The psychosocial stress imposed by the society changes in response to this pandemic may increase the vulnerability to suicidal behaviors at several levels. Social isolation, resulting from the quarantine imposed to more than a half of the world population, is a well-known risk factor for suicide [9]. Quarantine may worsen the risk of domestic violence and limit the possibilities of psychological support [10]. The announced economic crisis also is likely to influence suicide rates [11]. It has been estimated that the related rise of unemployment will lead to more suicides (up to 9570 additional suicides per year) [12]. Therefore, an increase of suicide rates, as observed during the Spanish “flu” pandemic (1918), is expected [13]. Consequently, the present pandemic is a source of concern in populations facing psychosocial stressors. In many vulnerable people, the emotional, social, health, and financial consequences of this pandemic could lead to mental health problems and suicidal behaviors, in the immediate aftermath and also in the longer term. The scientific and mental health communities should proactively prepare and use this challenging period to improve suicide research and prevention.

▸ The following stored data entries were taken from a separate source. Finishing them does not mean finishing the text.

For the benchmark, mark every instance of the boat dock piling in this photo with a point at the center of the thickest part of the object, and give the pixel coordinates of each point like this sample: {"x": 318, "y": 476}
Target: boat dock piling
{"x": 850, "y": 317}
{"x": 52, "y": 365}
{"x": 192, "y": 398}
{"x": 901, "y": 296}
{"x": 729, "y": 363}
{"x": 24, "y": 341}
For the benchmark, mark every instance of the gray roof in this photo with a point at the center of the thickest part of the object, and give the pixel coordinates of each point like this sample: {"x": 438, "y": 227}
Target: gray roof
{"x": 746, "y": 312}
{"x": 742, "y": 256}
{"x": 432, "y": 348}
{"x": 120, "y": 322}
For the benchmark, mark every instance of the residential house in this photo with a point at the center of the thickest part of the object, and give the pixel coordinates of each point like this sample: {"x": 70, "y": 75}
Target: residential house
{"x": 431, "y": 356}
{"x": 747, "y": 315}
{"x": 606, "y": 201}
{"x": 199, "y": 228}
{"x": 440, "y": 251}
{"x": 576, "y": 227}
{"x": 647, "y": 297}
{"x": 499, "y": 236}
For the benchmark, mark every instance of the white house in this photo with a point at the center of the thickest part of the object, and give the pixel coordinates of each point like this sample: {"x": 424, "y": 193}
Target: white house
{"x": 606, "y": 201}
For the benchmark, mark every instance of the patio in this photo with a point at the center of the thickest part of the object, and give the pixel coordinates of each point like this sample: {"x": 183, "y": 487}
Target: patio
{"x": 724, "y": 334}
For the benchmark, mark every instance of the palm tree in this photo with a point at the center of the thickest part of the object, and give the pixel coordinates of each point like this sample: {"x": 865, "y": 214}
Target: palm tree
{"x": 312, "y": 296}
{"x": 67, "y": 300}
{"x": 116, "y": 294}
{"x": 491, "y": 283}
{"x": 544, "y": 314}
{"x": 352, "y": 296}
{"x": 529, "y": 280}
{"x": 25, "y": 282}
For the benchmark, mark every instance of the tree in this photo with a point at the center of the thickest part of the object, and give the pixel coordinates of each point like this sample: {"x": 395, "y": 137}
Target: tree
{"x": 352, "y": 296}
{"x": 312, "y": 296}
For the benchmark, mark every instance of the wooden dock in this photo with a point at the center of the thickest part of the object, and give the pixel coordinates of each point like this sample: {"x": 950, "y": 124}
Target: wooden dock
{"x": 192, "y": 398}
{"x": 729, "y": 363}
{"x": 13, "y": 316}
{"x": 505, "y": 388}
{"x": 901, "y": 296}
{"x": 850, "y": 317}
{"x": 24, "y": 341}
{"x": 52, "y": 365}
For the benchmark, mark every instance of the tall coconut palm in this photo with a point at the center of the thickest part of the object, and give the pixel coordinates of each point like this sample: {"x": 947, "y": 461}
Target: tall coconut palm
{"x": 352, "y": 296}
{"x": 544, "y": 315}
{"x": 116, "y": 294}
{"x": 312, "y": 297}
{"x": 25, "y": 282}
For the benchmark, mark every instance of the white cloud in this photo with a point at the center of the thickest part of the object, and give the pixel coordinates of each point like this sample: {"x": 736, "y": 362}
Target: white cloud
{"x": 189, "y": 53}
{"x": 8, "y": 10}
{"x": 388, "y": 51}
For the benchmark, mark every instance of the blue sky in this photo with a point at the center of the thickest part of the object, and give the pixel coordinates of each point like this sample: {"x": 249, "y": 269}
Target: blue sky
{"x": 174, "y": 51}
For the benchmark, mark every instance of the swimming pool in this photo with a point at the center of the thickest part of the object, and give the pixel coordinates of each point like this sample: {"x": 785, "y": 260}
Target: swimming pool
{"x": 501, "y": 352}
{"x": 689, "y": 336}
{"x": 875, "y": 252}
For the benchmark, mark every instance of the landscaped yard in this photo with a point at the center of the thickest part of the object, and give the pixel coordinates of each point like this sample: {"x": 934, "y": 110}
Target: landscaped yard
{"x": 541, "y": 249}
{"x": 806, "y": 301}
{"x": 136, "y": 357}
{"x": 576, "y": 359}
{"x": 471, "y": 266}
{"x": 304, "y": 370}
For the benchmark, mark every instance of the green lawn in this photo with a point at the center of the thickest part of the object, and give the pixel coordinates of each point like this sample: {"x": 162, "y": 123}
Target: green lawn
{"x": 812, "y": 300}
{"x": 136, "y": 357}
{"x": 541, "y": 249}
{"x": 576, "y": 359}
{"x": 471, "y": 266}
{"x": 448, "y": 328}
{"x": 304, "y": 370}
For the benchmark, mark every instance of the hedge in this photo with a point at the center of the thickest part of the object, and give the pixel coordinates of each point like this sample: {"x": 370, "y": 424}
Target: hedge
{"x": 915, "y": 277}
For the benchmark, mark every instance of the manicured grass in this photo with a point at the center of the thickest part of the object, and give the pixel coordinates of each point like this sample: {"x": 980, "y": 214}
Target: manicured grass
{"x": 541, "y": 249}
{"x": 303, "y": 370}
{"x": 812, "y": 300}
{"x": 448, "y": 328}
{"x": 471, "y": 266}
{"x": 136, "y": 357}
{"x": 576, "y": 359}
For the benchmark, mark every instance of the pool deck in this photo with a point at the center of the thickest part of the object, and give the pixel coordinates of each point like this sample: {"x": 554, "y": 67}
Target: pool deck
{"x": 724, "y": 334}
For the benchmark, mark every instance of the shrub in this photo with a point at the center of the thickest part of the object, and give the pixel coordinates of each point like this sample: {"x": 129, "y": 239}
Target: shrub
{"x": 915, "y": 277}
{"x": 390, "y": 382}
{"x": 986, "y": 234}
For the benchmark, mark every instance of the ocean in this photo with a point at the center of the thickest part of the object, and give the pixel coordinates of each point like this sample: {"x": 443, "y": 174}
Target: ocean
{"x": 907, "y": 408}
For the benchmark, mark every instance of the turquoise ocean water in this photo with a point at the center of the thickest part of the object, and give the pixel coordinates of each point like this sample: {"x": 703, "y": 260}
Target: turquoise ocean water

Recent biological data suggest that SARS-CoV-2 can affect the central nervous system (CNS) [14] through biological pathways implicated in suicidal behaviors: renin-angiotensin system, inflammation system, and nicotine receptors. Social distancing measures also are leading to neurobiological changes involved in suicidal behavior, such as inflammation [15]. A better understanding of the connections between COVID-19 pathophysiology and the biology of suicide is the first step to address suicide prevention and to propose effective treatments in a pandemic context.

In this review, we propose to highlight the possible biological mechanisms through which COVID-19 may influence suicidal vulnerability and increase the risk of suicidal acts. A better understanding of this link may help to identify the populations at risk and to monitor patients with the highest suicidal risk in an adequate time window, depending on the mid- and long-term neuropsychiatric consequences. We also discuss how the COVID-19 outbreak may help to better understand the neural and biological correlates of suicidal behavior. Finally, we focus on interactions between the psychotropic medications used to treat suicidal patients and COVID-19 and discuss how these drugs might limit the inflammation induced by SARS-CoV-2.

Viral Infection: Is there a Link with Suicidal Acts?

Studies on respiratory viral infections have identified an association between infection and risk for suicide. Specifically, mood disorders have been associated with the presence of antibodies against influenza A and B viruses and a coronavirus strain (HCov-NL63) [16]. Influenza B seropositivity has been significantly associated with history of suicide attempt (OR = 2.53, CI 1.33–4.80). In general, exposure to infectious agents is an aggravating factor for the risk of self-harm [17]. This study, based on the analysis of Danish registers, showed that individuals with infections are at greater risk of deliberate self-harm compared with controls (hazard rate ratio: 1.80 (95% CI = 1.68–1.91)). Redeemed prescriptions for anti-infective medications were considered as a proxy for infection. In addition, this association depended on the infection severity, as indicated by the higher suicide risk in individuals hospitalized for infections (hazard rate ratio: 3.13 (95% CI = 1.67–5.87)) [17]. The underlying causes are multiple, including inflammatory changes [18], and microbiota modification secondary to the use of anti-infective agents and its influence on the CNS [19••]. Several mechanisms might be at work in the infection-related brain damage: retrograde axonal transport of the virus from the respiratory mucosa [14], peripheral inflammation that modulates brain function, and migration of mononuclear cells transporting the virus across the blood-brain barrier (BBB) [14]. Finally, some studies suggested that antiviral agents also could influence mood disorders, as summarized in Table 1.

Table 1.

Main treatments tested in ongoing trials in patients with COVID-19 for which there are data on mood disorders and suicide risk [156, 157]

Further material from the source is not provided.